Samir. Certo! Para nós, ela representa a chance de desenvolvimento da verdadeira individualidade e liberdade em relação aos condicionamentos genéticos. Quando as crianças contraem as doenças denominadas exantemáticas, ou seja, que se manifestam por meio da pele, como o sarampo, a rubéola e outras – e que sempre são acompanhadas por febre –, é uma grande oportunidade para o organismo infantil “quebrar” e eliminar as proteínas herdadas, criando novas estruturas a partir de si mesmo. Na Europa, muitas mães ainda cultivam a antiga tradição de levarem os filhos para visitar as outras crianças com doenças exantemáticas com o objetivo de proporcionar uma imunização natural. Mas, hoje em dia, fica cada vez mais difícil para esse pequeno ser usufruir os benefícios que estas doenças “naturais” podem lhe proporcionar. De um lado, temos as vacinas e de outro os antitérmicos…

AM. O calor vivenciado através da febre tem uma função para nós?

Samir. Segundo a Antroposofia, nós, seres humanos, temos um organismo com quatro componentes básicos, que didaticamente chamamos de “corpos”: um corpo físico (terra), um corpo vital (água), um corpo astral ou alma (ar) e um corpo espiritual ou individualidade (fogo). Quando se dá o aumento da temperatura, o que está acontecendo num nível mais sutil, não mensurável por aparelhos, é que a individualidade (o corpo espiritual ou “Eu”) está em seu caminho de conquistar o corpo, está at
uando mais de perto, por meio do calor, que é seu elemento natural. O significado do calor ainda é pouco explorado na Medicina, mas já estamos avançando: os mais avançados tratamentos de tumores são feitos com hipertermia.

AM. Como lidar com a ansiedade dos pais?

Samir. O melhor remédio é paciência e conversa. Os médicos devem tentar esta abordagem com os pais, resistindo à pressão. Hoje em dia, tanto na medicina quanto em outras áreas predomina o conceito de FAST(rápido, em inglês), ou sejam, tudo deve ser e ocorrer de maneira rápida, o que não proporciona um desfrutar das situações. Quando lidamos com o ser humano, quanto mais SLOW melhor o resultado e, no caso de afecções do organismo, estamos sempre lidando com a eternidade.

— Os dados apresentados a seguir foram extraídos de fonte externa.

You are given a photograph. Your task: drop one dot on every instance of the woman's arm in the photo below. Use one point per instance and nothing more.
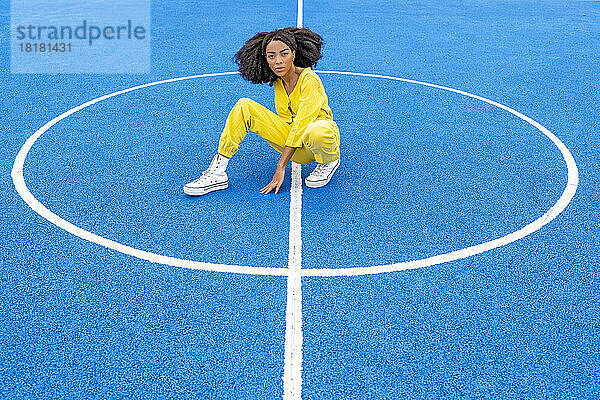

Muitas vezes, somos procurados porque os pais já não agüentam mais dar tanto remédio químico para seus filhos, e a reclamação é sempre a mesma: não ficam bons nunca.

AM. E medo da convulsão?

Samir. Poucos pais sabem que as convulsões causadas pela febre ocorrem em apenas 2% das crianças e não dependem da temperatura que a febre alcança, mas da velocidade com que ela sobe. Assim, as crianças propensas a ter convulsões febris poderão ter crises mesmo com febres baixas. Nesta situação, o uso antitérmico está mais que justificado, mas sem nos esquecermos de que estamos lidando com uma minoria.

AM. E como você orienta o tratamento da febre?

Samir. A primeira preocupação do médico é diagnosticar e tratar a doença que provoca a febre, que é apenas um sintoma. Na medicina Antroposófica existem medicamentos naturais, à base de plantas, animais e minerais, que podem ser usados no tratamento das causas da febre. A compressa de limão na panturrilha costuma baixar a temperatura de 1 a 2 graus, sem comprometer o processo como um todo. (Ver receitas abaixo.)

AM. Quais seriam suas considerações finais sobre a febre?

Samir. Vale alertar que numa criança bem nutrida os efeitos de uma febre serão mais bem tolerados do que numa criança desnutrida. Repito que a febre é o remédio mais potente e sábio que existe, devendo ser encarada como uma grande aliada do médico e do paciente. Acho fundamental iniciarmos uma contracultura da febre!


Compressa com rodelas de limão Corta-se um limão em rodelas. Depois, elas são colocadas entre as dobras de um pano e batidas para se extrair o suco. Em seguida, a compressa com as rodelas de limão batidas é aplicada morna na panturrilha e firmemente enrolada com um xale de lã.A compressa de limão pode ser aplicada morna na panturrilha. Um limão é colocado numa vasilha com água suficiente para cobri-lo. É depois cortado e espremido debaixo d’água, fazendo-se diversos cortes na casca para se obter bastante óleo etérico (sumo). Dobra-se um pano de algodão ou linho (pode ser um lenço) de modo que cubra o panturrilha. Molha-se o pano na água com limão, espremendo-o depois com força. Ele é aplicado, sem pregas, ao redor da perna, preso com um pano maior e, em seguida, com um pano de lã firmemente enrolado.